2. Sigmund Freud: Dieses Kapitel erläutert die geschichtliche Entwicklung des Traumverständnisses vor Freud und legt die theoretischen Grundlagen seiner Traumdeutung, einschließlich der Mechanismen der Traumarbeit und der Traumzensur, dar.
3. Rosa Chacel: Das Hauptkapitel widmet sich der Biographie Chacels, ihrer Rezeption Freuds und der detaillierten literaturwissenschaftlichen Untersuchung ihrer Traumdarstellungen im Werk "Teresa".
4. Zusammenfassung: Die Zusammenfassung resümiert die wissenschaftlichen Erkenntnisse der Arbeit und bestätigt den maßgeblichen Einfluss der Freudschen Psychoanalyse auf die literarische Gestaltung der Innenwelt und Träume in Chacels Werk.
Schlüsselwörter
Sigmund Freud, Traumdeutung, Rosa Chacel, Teresa, Psychoanalyse, Unbewusstes, Traumarbeit, Traumzensur, Generación del 27, Literaturgeschichte, Angstträume, Tagträume, Innenwelt, Erinnerung, Wunscherfüllung
Häufig gestellte Fragen
Worum geht es in dieser Arbeit grundsätzlich?
Die Arbeit untersucht die Wechselbeziehung zwischen der psychoanalytischen Traumtheorie von Sigmund Freud und dem literarischen Schaffen der spanischen Autorin Rosa Chacel.
Was sind die zentralen Themenfelder der Analyse?
Zentrale Themen sind die historische Einordnung der Traumforschung, die Grundprinzipien der Freudschen Psychoanalyse und deren Anwendung in den narrativen Strukturen von Rosa Chacels Roman "Teresa".
Was ist das primäre Ziel oder die Forschungsfrage?
Das Ziel ist es, nachzuweisen, wie Chacel Elemente der Freudschen Traumtheorie in ihre literarischen Texte integriert und ob dies zur Analyse der kindlichen Erlebniswelt und des Unbewussten beiträgt.
Welche wissenschaftliche Methode wird verwendet?
Die Arbeit nutzt die literaturwissenschaftliche Analyse von Primär- und Sekundärquellen, um Gemeinsamkeiten zwischen psychologischen Theorien und literarischen Traumdarstellungen zu identifizieren.
Was wird im Hauptteil behandelt?
Der Hauptteil gliedert sich in eine theoretische Einführung in die Traumtheorie, eine biographische Skizze von Rosa Chacel sowie eine dezidierte Analyse ihrer Traumdarstellungen in ihrem Roman "Teresa".
Welche Schlüsselwörter charakterisieren die Arbeit?
Die Arbeit lässt sich primär über Begriffe wie Freud, Traumdeutung, Rosa Chacel, Psychoanalyse und Traumarbeit definieren.
Inwiefern beeinflusst Freuds Traumtheorie Rosa Chacels literarische Figuren?
Die Figuren bei Chacel werden als psychologische Subjekte entwickelt, deren Identität und Handeln maßgeblich durch die Verarbeitung von Erinnerungen und die unbewussten Mechanismen, wie sie Freud beschrieb, geformt werden.

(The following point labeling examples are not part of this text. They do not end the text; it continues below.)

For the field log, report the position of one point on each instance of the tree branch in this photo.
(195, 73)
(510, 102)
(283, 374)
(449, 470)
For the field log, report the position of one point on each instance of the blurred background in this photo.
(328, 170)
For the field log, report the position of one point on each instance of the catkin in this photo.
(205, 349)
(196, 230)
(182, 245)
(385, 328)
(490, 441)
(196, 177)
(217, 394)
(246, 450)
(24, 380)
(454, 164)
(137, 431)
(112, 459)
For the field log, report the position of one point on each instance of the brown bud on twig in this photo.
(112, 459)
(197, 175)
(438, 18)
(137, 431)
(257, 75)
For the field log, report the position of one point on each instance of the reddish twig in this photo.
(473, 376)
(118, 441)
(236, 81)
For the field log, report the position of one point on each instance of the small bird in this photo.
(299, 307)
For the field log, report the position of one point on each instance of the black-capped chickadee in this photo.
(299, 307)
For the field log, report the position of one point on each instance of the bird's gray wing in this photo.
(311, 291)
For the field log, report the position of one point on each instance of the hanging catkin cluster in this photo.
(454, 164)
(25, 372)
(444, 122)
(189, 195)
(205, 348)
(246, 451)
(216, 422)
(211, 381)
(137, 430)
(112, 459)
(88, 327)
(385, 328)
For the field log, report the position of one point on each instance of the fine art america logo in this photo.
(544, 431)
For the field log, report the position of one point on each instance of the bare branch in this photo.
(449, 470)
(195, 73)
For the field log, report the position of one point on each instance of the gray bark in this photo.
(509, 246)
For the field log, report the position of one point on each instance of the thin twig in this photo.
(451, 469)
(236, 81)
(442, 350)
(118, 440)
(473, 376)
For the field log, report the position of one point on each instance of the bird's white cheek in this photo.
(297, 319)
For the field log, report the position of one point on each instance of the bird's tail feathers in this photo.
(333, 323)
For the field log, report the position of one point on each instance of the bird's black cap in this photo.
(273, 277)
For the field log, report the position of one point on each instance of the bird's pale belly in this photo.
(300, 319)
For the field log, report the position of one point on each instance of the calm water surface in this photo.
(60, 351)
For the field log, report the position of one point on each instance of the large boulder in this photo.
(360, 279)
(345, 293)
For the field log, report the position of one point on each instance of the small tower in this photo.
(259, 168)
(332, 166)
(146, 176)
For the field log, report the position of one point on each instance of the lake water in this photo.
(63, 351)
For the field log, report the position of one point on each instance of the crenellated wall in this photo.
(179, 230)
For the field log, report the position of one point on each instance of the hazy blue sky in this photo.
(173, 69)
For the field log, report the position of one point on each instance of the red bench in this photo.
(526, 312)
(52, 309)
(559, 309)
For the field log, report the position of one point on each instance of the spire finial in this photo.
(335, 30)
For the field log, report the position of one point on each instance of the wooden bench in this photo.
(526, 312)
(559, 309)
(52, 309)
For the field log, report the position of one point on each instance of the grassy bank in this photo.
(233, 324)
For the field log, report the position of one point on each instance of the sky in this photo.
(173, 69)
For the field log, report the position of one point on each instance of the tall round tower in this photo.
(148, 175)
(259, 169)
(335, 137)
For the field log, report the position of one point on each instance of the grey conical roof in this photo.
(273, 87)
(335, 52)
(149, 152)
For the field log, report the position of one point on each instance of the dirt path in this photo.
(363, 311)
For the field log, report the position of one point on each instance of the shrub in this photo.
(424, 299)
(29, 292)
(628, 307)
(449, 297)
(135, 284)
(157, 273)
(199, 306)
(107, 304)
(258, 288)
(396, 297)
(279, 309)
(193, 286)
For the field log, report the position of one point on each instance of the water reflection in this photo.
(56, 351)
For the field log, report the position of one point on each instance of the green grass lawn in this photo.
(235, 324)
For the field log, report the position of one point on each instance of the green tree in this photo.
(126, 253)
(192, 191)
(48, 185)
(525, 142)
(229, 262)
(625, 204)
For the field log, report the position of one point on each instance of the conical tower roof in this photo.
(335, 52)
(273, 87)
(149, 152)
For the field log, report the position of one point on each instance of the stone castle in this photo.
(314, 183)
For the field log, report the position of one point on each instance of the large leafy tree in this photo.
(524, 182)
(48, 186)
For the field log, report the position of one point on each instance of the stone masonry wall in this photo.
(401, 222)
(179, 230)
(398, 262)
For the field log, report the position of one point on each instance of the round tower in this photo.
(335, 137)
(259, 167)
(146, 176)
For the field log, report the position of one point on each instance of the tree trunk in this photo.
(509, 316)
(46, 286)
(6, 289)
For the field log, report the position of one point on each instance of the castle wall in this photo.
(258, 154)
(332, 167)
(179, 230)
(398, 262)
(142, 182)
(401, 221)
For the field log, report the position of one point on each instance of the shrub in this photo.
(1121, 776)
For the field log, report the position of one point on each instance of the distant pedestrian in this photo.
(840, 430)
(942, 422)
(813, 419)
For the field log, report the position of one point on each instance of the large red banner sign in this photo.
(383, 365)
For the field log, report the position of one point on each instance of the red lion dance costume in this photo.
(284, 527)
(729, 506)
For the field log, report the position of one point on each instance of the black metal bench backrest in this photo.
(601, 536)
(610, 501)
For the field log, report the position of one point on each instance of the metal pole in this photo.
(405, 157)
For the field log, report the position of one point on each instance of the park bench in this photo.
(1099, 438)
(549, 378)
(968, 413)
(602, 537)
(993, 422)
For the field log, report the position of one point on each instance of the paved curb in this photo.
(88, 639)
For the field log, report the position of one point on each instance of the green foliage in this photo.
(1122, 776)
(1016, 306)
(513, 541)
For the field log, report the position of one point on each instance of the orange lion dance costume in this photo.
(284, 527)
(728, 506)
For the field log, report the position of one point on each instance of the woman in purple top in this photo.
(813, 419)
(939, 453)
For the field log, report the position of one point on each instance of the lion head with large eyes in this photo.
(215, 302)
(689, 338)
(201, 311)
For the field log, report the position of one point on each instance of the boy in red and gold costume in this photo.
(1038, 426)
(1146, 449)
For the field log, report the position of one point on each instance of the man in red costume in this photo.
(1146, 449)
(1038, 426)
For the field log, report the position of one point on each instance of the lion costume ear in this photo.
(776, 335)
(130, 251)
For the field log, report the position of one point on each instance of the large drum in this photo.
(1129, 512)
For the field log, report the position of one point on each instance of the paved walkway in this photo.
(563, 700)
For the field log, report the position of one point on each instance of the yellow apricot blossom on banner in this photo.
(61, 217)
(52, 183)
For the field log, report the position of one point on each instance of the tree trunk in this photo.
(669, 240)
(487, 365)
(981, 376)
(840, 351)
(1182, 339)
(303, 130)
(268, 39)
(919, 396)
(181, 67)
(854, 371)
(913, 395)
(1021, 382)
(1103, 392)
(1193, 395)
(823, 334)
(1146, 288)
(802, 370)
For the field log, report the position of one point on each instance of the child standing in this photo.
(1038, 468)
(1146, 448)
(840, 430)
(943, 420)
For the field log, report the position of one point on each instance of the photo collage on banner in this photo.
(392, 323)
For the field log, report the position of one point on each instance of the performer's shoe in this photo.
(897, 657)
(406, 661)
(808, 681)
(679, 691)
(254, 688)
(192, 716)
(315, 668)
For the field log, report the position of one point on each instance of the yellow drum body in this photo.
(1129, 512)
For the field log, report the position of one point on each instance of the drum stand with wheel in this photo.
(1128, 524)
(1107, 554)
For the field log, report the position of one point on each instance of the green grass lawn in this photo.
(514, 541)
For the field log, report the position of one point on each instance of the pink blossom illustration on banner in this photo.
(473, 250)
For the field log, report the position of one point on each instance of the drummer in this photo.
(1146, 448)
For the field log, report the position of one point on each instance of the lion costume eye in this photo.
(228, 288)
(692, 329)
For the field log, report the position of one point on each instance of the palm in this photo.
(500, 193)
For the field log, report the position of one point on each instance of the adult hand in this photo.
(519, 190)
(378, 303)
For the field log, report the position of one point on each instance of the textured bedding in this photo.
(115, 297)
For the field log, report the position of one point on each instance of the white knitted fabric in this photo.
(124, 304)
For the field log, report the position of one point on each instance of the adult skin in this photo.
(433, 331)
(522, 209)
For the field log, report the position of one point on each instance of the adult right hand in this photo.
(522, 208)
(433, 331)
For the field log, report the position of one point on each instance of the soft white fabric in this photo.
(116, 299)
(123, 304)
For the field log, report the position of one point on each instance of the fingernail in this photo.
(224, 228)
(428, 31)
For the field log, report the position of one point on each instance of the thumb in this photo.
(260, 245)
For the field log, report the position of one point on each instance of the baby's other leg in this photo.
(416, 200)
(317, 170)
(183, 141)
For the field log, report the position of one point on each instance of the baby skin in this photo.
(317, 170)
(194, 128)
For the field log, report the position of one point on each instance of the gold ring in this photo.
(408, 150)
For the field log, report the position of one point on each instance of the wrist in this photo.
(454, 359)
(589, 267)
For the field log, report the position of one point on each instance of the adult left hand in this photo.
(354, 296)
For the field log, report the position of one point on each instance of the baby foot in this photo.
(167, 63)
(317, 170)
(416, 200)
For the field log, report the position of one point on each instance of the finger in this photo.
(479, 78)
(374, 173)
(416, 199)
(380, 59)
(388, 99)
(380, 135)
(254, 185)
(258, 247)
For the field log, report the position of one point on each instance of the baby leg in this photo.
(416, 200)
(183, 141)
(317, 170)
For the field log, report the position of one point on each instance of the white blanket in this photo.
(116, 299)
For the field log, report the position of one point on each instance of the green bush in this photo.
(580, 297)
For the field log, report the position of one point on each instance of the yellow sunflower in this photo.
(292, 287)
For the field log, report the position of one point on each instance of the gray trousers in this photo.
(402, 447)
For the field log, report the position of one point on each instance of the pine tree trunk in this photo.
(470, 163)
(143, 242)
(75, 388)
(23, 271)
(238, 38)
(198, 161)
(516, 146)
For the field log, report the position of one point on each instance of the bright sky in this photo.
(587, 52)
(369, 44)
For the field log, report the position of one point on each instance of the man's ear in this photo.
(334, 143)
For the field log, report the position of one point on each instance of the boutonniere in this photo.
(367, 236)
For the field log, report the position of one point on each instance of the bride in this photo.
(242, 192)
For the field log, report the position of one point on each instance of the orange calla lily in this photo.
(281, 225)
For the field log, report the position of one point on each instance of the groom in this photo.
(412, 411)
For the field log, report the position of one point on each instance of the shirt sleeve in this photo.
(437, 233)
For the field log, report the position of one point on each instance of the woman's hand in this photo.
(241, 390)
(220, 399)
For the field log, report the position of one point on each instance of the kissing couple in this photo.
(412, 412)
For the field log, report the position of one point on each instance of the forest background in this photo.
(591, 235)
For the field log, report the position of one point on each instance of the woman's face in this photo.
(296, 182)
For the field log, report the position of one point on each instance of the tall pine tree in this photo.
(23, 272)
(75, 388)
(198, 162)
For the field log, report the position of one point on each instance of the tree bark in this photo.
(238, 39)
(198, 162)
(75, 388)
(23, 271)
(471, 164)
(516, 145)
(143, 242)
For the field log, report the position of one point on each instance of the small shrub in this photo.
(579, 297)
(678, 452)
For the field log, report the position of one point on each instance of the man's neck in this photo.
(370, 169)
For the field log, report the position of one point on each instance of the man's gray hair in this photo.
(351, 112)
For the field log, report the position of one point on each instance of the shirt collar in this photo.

Warum spielt der Roman "Teresa" eine besondere Rolle in dieser Analyse?
Der Roman "Teresa" dient als primäres Fallbeispiel, da in ihm explizit nächtliche Träume und Tagträume der Protagonistin geschildert werden, die sich exzellent mit den Prinzipien der Freudschen Traumtheorie (Traumzensur, Wunscherfüllung, Angst) interpretieren lassen.
Welches Fazit zieht die Autorin bezüglich Freuds Einfluss auf die Literatur?
Die Autorin kommt zu dem Schluss, dass Freuds Theorien trotz wissenschaftlicher Kontroversen eine entscheidende Inspirationsquelle für die Literatur darstellen und bei Chacel eine maßgebliche Wirkung entfaltet haben.